Supplies While it's frighteningly frequent that police respond to calls of people robbing pizza delivery drivers by using force, whether armed or not, it's not quite as ordinary to hear about people stealing pizza boxes with no pizza in them. Nevertheless, this is what happened recently at a Pizza Hut on South End, as it looks as though the suspect may be looking to start their own business. According to the report, an unknown suspect broke into an unattached shed behind the Pizza Hut and stole $100 worth of unused pizza boxes, $100 worth of bowls used for wings, a $20 box of cups, two boxes of paper towels and $10 worth of disposable cloths.

Side Hustle A 44-year-old man filed a police report after realizing that he had been taken advantage of by someone he thought was a friend. The man told police that he had let someone stay with him in his home for a few days and use his $1,700 laptop to apply for jobs. The job search must not have been going that well, because the suspect waited until the man left and then took off with the laptop, hopefully planning to continue their search elsewhere.

For a Good Time A 23-year-old woman began getting suspicious last week when a couple men she had never met called within minutes of each other making obnoxious, explicit remarks to her. She quickly realized what had happened, as someone with an apparent ax to grind had done the equivalent of writing her number on a bathroom stall door, just a little worse. She said that she found out that someone had posted a video of her online with her phone number attached telling people to call her if they wanted sex.

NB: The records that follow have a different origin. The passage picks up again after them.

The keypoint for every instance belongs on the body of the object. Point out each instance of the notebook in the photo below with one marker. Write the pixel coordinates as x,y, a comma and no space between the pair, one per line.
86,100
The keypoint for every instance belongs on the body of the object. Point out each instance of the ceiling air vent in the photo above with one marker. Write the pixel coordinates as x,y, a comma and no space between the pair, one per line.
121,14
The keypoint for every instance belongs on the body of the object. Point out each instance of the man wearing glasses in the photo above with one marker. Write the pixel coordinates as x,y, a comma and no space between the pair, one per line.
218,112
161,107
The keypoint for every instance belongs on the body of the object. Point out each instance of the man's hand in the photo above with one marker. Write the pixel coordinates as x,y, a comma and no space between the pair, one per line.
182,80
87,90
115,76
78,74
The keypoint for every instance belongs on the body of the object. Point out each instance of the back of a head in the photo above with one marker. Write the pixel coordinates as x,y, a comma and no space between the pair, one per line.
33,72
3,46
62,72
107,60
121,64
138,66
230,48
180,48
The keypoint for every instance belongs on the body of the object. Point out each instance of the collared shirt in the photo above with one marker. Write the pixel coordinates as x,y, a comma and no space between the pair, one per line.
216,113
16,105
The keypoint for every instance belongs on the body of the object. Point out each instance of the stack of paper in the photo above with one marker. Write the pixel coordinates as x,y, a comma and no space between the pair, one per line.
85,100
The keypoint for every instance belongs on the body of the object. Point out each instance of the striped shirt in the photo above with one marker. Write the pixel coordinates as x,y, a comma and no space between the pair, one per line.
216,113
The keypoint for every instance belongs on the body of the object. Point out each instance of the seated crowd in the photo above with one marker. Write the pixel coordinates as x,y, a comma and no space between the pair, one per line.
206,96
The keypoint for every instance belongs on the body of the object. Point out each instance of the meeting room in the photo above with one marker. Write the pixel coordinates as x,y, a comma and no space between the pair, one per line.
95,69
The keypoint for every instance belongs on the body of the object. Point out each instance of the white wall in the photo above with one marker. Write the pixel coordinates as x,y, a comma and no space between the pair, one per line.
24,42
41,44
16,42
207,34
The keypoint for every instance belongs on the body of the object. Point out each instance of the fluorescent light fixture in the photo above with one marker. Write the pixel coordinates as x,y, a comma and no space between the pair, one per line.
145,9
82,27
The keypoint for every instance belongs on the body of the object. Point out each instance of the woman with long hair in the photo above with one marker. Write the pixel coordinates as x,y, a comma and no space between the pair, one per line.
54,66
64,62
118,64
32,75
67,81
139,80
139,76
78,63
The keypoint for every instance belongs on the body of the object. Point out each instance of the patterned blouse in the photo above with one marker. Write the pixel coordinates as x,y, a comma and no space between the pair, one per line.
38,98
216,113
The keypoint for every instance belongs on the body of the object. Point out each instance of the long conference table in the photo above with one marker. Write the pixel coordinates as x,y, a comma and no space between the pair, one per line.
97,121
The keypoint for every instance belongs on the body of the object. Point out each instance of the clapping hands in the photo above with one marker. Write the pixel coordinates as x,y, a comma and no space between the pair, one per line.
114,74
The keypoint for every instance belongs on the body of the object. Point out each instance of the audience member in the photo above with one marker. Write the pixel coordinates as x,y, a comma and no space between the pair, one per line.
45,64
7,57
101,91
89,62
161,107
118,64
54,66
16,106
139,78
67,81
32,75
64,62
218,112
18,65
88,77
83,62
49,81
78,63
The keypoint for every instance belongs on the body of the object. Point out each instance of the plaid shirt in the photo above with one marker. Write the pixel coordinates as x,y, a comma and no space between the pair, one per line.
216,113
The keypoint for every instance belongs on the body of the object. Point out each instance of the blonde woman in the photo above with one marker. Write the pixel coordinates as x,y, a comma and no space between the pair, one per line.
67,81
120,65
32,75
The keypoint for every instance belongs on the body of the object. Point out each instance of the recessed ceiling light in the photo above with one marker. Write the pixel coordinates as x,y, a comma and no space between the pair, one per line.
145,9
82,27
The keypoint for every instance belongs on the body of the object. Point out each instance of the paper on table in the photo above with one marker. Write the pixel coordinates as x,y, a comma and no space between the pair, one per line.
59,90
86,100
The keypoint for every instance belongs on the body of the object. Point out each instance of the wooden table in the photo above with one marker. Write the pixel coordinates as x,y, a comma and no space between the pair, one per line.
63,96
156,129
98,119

Deadly Projectiles A man and woman working at a convenience store in the University area knew trouble was coming when they looked up and saw three young men whom they had banned from their store a few months prior comig through the door. The woman immediately asked the guys why they were in the store, to which they began harassing her. Two of the suspects picked up handfuls of gummy bears and began heading for the door. When the couple yelled at them not to come back, one of the suspects turned and threw the gummy bears at them, striking one of them directly in the forehead, according to the report. The man was able to chase the suspects out of the store and get a picture of the license plate of the car they were driving.

In the Details Police responded to a Target on Albemarle Road last week after an unknown suspect got away with shoplifting, but the fun came when one of the most literal police officers on the force later filed the report. In the report's description area, where officers usually write simple identifiers like "tablet" or "foodstuff," this officer decided he had to explain how each item is used in everyday life. The officer described an Amazon Fire TV as "a device used to stream movies and shows like Netflix"; an Amazon Fire tablet as "a tablet used to research items, like an iPad"; and a Swiss backpack as "a book bag used to carry items on your back."

Honesty A 55-year-old woman was left with nothing but her damaged fender after a small crash in the University area last week. The woman said she was sitting at a stoplight when the car in front of her suddenly backed up and smashed into her front bumper. The person driving the car got out and told the victim that they didn't have a license and simply didn't have the time to sit around and wait for the police, then got back into their car and drove off.

Threat of the Week In an unrelated incident, a 37-year-old man learned a lesson in geography and physics when a man apparently threatened him by stating, "If we were in Philly you would not physically be able to talk to me."